Por outro lado, a hegemonia político-cultural de uma classe tem também, necessariamente, uma dimensão económica. É isso que se demonstra mais uma vez com a conceção gramsciana do americanismo, analisada aqui por Pierre Musso – que sublinha, de maneira original, um certo número de semelhanças com o produtivismo de Saint-Simon. Na situação sócio-histórica dos Estados Unidos do início do século XX, com efeito, “a hegemonia nasce da fábrica [nasce dalla fabbrica] e só tem necessidade, para ser exercida, de um número limitado de intermediários profissionais da política e da ideologia [21]”. Assenta menos na mediação do Estado ou de organizações da sociedade civil ou em ideologias e conceções do mundo construídas e difundidas por diferentes estratos de intelectuais do que na eficácia e dinamismo da produção (incluindo a rapidez das inovações técnicas) e o nível relativamente elevado dos salários. Mais ainda, Musso defende de forma convincente, a propósito do neoliberalismo mas a partir de sugestões de Gramsci, que os métodos aplicados no processo de produção e na gestão da mão de obra (a administração em primeiro lugar) podem produzir os seus próprios intelectuais e ideologias orgânicas, capazes de se espalharem no resto da sociedade e de aí produzirem efeitos de hegemonia.
A estrutura, o acontecimento e o historicismo realista de Gramsci
A atenção dedicada por Gramsci à emergência de uma lógica capitalista nova (o fordismo americano) capaz de ultrapassar – em certa medida e provisoriamente – a crise da época anterior, não o leva a escamotear as contradições sociais e os conflitos políticos. Mais geralmente, Gramsci não abstrai nunca os sistemas sócio-económicos das atividades humanas das quais deriva a sua eficácia. Da igual forma, apesar de destacar fenómenos históricos massivos (a emergência de uma nova lógica económica, o estabelecimento ou a manutenção de uma certa hegemonia, etc.), discerne-os em situações históricas singulares e concebe-os como emergindo de lutas sócio-políticas. O “historicismo realista” de Gramsci – ou seja o que faz jus à realidade histórica concreta – esforça assim por escapar a duas armadilhas [22]. Por uma lado, recusa adotar uma perspetiva subjetivista e idealista, como testemunha a sua crítica do “historicismo especulativo” [23] do filósofo neo-hegeliano Benedetto Croce, que, a seu ver, substancializa e até personaliza a histórica nos traços de um Espírito perpetuamente agente e dissolve desta forma o que no processo histórico é consistente ou estruturado. Por outro lado, Gramsci afasta-se de uma conceção objetivistas e mecanicista, encarnada nomeadamente na apresentação do materialismo histórico feita por Bukharin no seu Manual Popular [24] que, para ele, não capta, devido ao seu determinismo, esta dimensão constitutiva da história que é a atividade humana [25].
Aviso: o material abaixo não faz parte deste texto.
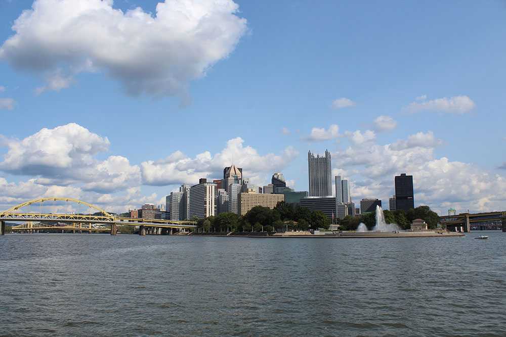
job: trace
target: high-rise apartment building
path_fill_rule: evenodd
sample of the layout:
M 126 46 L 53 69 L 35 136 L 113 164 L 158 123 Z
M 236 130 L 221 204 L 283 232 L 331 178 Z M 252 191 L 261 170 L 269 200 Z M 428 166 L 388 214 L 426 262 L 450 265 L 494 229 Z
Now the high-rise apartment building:
M 396 209 L 407 211 L 414 208 L 413 176 L 402 173 L 395 176 Z
M 345 204 L 346 207 L 348 209 L 348 215 L 351 215 L 352 216 L 355 216 L 355 204 L 354 203 L 346 203 Z
M 309 195 L 307 191 L 285 191 L 281 194 L 285 196 L 285 203 L 286 204 L 298 205 L 300 205 L 301 199 L 307 198 Z
M 228 194 L 224 188 L 219 188 L 216 200 L 217 213 L 228 212 Z
M 391 211 L 395 211 L 397 209 L 397 203 L 395 200 L 395 195 L 388 200 L 388 206 L 389 209 Z
M 276 189 L 278 187 L 286 187 L 286 181 L 285 180 L 284 176 L 283 175 L 283 173 L 279 172 L 274 172 L 274 174 L 272 175 L 271 183 L 274 185 L 275 192 L 276 192 Z
M 239 184 L 239 185 L 242 184 L 242 169 L 237 167 L 234 165 L 223 169 L 222 186 L 227 190 L 227 192 L 229 194 L 230 194 L 230 191 L 228 190 L 228 186 L 231 184 Z
M 190 188 L 190 219 L 199 219 L 215 215 L 215 188 L 216 184 L 200 179 L 197 185 Z
M 362 199 L 360 201 L 360 212 L 362 214 L 376 211 L 376 206 L 381 207 L 381 200 L 379 199 Z
M 343 219 L 348 215 L 349 209 L 344 203 L 338 203 L 335 205 L 335 216 L 338 219 Z
M 335 202 L 338 204 L 343 201 L 343 184 L 340 175 L 336 175 L 335 179 Z
M 155 214 L 159 211 L 160 210 L 152 204 L 144 204 L 141 207 L 141 209 L 137 210 L 137 212 L 139 217 L 142 219 L 154 219 Z
M 171 192 L 169 196 L 169 207 L 171 212 L 171 220 L 182 220 L 181 219 L 181 201 L 183 199 L 183 192 Z
M 261 193 L 241 193 L 239 195 L 239 215 L 244 215 L 255 206 L 268 207 L 273 209 L 278 203 L 284 201 L 282 194 L 264 194 Z
M 179 191 L 183 192 L 181 203 L 179 206 L 179 218 L 188 220 L 190 218 L 190 186 L 183 184 L 179 187 Z
M 213 180 L 213 182 L 216 184 L 216 191 L 218 191 L 220 188 L 223 188 L 223 179 L 215 179 Z
M 343 202 L 348 204 L 351 202 L 351 190 L 350 188 L 350 182 L 348 179 L 343 179 L 341 181 L 342 190 L 343 191 Z
M 274 192 L 274 185 L 272 184 L 266 185 L 262 188 L 264 194 L 272 194 Z
M 241 192 L 242 185 L 240 184 L 233 183 L 228 185 L 228 212 L 237 214 L 238 205 L 238 195 Z
M 328 197 L 332 196 L 332 168 L 330 153 L 325 152 L 325 156 L 309 151 L 308 153 L 309 174 L 309 196 Z
M 330 196 L 326 197 L 308 197 L 301 199 L 301 206 L 311 211 L 321 211 L 332 219 L 332 215 L 335 216 L 335 197 Z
O marxismo estruturalista, sendo mais rico e articulado, constitui igualmente uma compreensão objetivista do materialismo histórico. No seu artigo, Francesca Izzo mostra a importância da relação crítica que Althusser mantém com o historicismo e com Gramsci em particular para o seu próprio pensamento e para a história do marxismo em geral [26]. Para Althusser, a ciência da história que é o materialismo histórico deve forjar, de forma abstrata, a teoria das estruturas sócio-históricas objetivas (como o modo de produção capitalista). Deve por isso proteger-se do historicismo e do empirismo ao qual está ligado e isso por, pelo menos, duas razões. Por um lado, indexar a teoria às flutuações históricas, e portanto fazê-la depender da conjuntura imediata, conduziria ao revisionismo e ao oportunismo. Por outro lado, crer ter um acesso imediato – através da experiência e sem o desvio da teoria – à história concreta, implica continuar a preso a categorias ideológicas (como a de sujeito) que nos condenam a desconhecer a realidade social, apreendendo-a nomeadamente a partir de ações livres e conscientes dos sujeitos humanos mais do que a partir de estruturas inteligíveis e determinantes. Segundo Althusser, Gramsci expor-se-ia a estes dois perigos. Os caminhos teóricos, em primeiro lugar epistemológicos, percorridos pelos dois autores divergem radicalmente e não é possível avaliar aqui os seus méritos respetivos. Pode-se contudo afirmar que algumas das críticas lançadas por Althusser não são pertinentes: o “historicismo realista” gramsciano está longe de cair no empirismo ingénuo que ele denuncia mas dedica-se, pelo contrário, a compreender os fenómenos históricos de grande amplitude e “estuturados”, e isto a parte de noções gerais (hegemonia, Estado integral, bloco histórico, etc.); e a “filosofia da praxis” fazendo justiça à atividade humana não conduz a abstrair ou absolutizar os sujeitos – quer sejam individuais ou coletivos –, mas pelo contrário a concebê-los como necessariamente envolvidos em relações sociais vinculativas e como definidos por estas relações [27].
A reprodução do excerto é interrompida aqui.